Ajoutez que si, pour éviter entre les deux chambres l’identité de nature et d’origine, vous créez des collège d’électeurs différens, si vous exigez un cens plus élevé, si vous les réunissez au chef-lieu du département, ou même, comme on le proposait aux chefs-lieux de cours royales, vous rétablissez, comme nous l’avons déjà dit, les grands collèges de la restauration et le double vote.

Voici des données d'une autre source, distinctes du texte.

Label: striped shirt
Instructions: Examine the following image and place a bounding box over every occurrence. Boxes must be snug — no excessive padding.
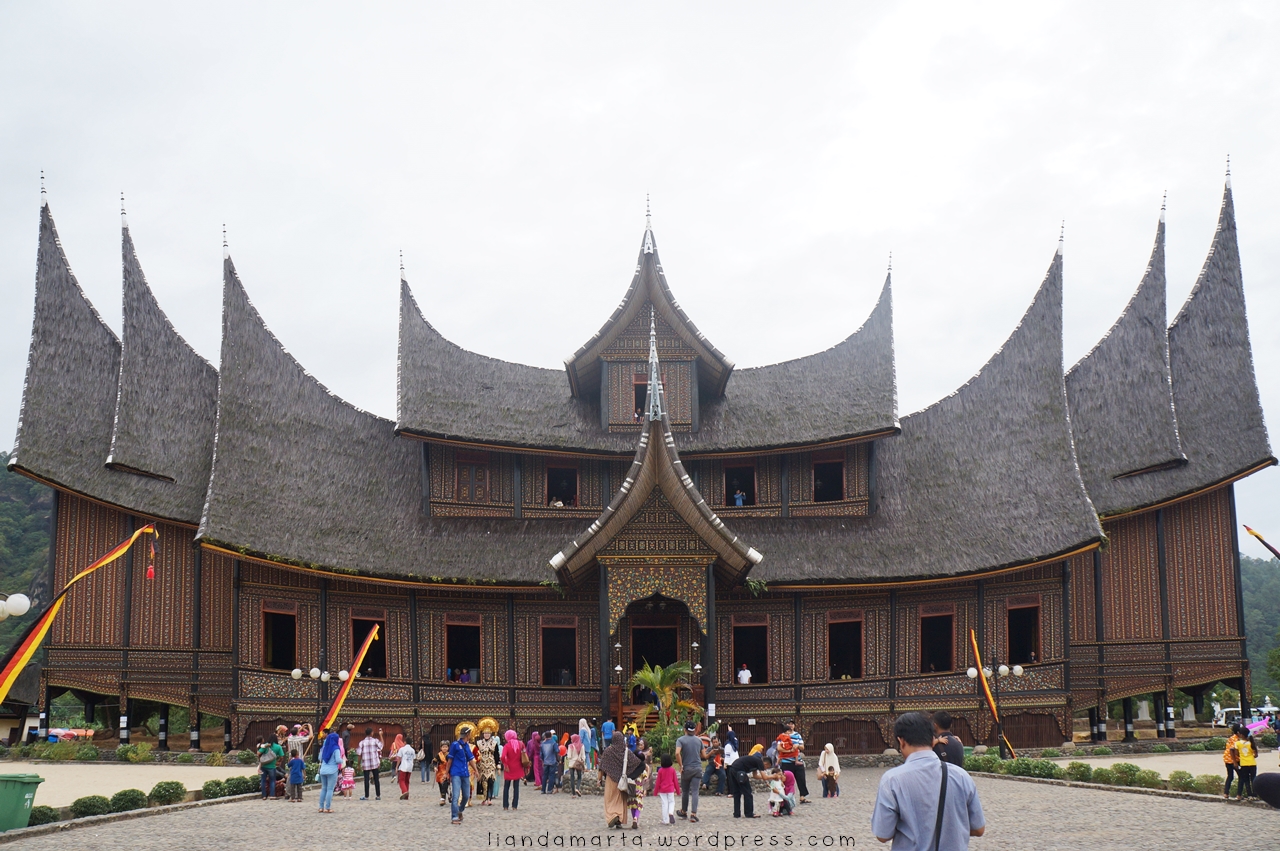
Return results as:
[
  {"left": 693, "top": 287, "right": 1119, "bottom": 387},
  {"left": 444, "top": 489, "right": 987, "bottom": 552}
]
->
[{"left": 356, "top": 736, "right": 383, "bottom": 772}]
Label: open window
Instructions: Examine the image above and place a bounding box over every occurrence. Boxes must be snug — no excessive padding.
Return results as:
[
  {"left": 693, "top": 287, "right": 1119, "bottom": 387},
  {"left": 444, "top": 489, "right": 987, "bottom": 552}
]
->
[
  {"left": 733, "top": 616, "right": 769, "bottom": 685},
  {"left": 351, "top": 616, "right": 387, "bottom": 680},
  {"left": 1006, "top": 595, "right": 1041, "bottom": 665},
  {"left": 813, "top": 461, "right": 845, "bottom": 503},
  {"left": 457, "top": 462, "right": 489, "bottom": 503},
  {"left": 920, "top": 605, "right": 955, "bottom": 673},
  {"left": 444, "top": 614, "right": 480, "bottom": 683},
  {"left": 547, "top": 467, "right": 577, "bottom": 508},
  {"left": 262, "top": 603, "right": 298, "bottom": 671},
  {"left": 541, "top": 616, "right": 577, "bottom": 686},
  {"left": 827, "top": 612, "right": 863, "bottom": 680},
  {"left": 724, "top": 465, "right": 755, "bottom": 505}
]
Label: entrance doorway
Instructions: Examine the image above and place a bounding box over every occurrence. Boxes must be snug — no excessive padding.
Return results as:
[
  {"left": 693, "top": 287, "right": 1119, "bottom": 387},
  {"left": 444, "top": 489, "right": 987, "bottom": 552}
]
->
[{"left": 631, "top": 626, "right": 680, "bottom": 671}]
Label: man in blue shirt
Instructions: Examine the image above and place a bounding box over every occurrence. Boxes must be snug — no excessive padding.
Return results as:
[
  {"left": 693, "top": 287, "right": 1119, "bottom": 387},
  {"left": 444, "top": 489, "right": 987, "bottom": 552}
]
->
[
  {"left": 872, "top": 712, "right": 987, "bottom": 851},
  {"left": 449, "top": 727, "right": 476, "bottom": 824}
]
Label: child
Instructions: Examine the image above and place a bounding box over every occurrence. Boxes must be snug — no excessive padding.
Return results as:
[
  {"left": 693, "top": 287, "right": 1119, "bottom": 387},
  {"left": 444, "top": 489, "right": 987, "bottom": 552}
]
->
[
  {"left": 818, "top": 742, "right": 840, "bottom": 797},
  {"left": 653, "top": 754, "right": 680, "bottom": 824},
  {"left": 288, "top": 749, "right": 302, "bottom": 804}
]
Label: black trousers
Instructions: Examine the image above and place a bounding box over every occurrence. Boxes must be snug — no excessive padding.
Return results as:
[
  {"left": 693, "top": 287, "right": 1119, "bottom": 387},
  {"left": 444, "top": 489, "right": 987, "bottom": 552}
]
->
[
  {"left": 778, "top": 763, "right": 809, "bottom": 797},
  {"left": 728, "top": 768, "right": 755, "bottom": 819}
]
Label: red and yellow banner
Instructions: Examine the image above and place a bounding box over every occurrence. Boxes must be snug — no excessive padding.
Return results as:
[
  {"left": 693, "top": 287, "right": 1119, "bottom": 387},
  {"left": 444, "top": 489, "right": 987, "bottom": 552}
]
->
[
  {"left": 317, "top": 623, "right": 378, "bottom": 732},
  {"left": 969, "top": 630, "right": 1018, "bottom": 759},
  {"left": 0, "top": 523, "right": 160, "bottom": 703}
]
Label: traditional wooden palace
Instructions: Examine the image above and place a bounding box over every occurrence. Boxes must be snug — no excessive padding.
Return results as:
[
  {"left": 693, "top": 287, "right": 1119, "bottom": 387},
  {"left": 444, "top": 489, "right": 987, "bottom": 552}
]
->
[{"left": 10, "top": 183, "right": 1275, "bottom": 752}]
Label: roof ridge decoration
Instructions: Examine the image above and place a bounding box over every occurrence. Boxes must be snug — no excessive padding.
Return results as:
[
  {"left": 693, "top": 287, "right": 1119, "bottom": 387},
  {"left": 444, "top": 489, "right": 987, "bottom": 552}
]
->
[
  {"left": 1066, "top": 205, "right": 1187, "bottom": 516},
  {"left": 548, "top": 308, "right": 764, "bottom": 585},
  {"left": 9, "top": 197, "right": 192, "bottom": 522},
  {"left": 106, "top": 203, "right": 218, "bottom": 522},
  {"left": 564, "top": 212, "right": 733, "bottom": 401}
]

Le rapport de M. Bérenger discute et écarte tour à tour les divers systèmes de candidature que je viens d’indiquer. Il en est deux autres qu’il discute à peine et dont je dois parler avec quelque détail, car ils me semblent préférables aux autres systèmes, et ils ont l’avantage de donner à la pairie une origine plus nationale et plus indépendante. Je veux parler 1° du système qui donne à la chambre des pairs le droit de se recruter elle-même, comme fait l’Institut ; 2° du système qui rattache la pairie aux conseils-généraux, et leur confie le soin de présenter des candidats au choix du gouvernement.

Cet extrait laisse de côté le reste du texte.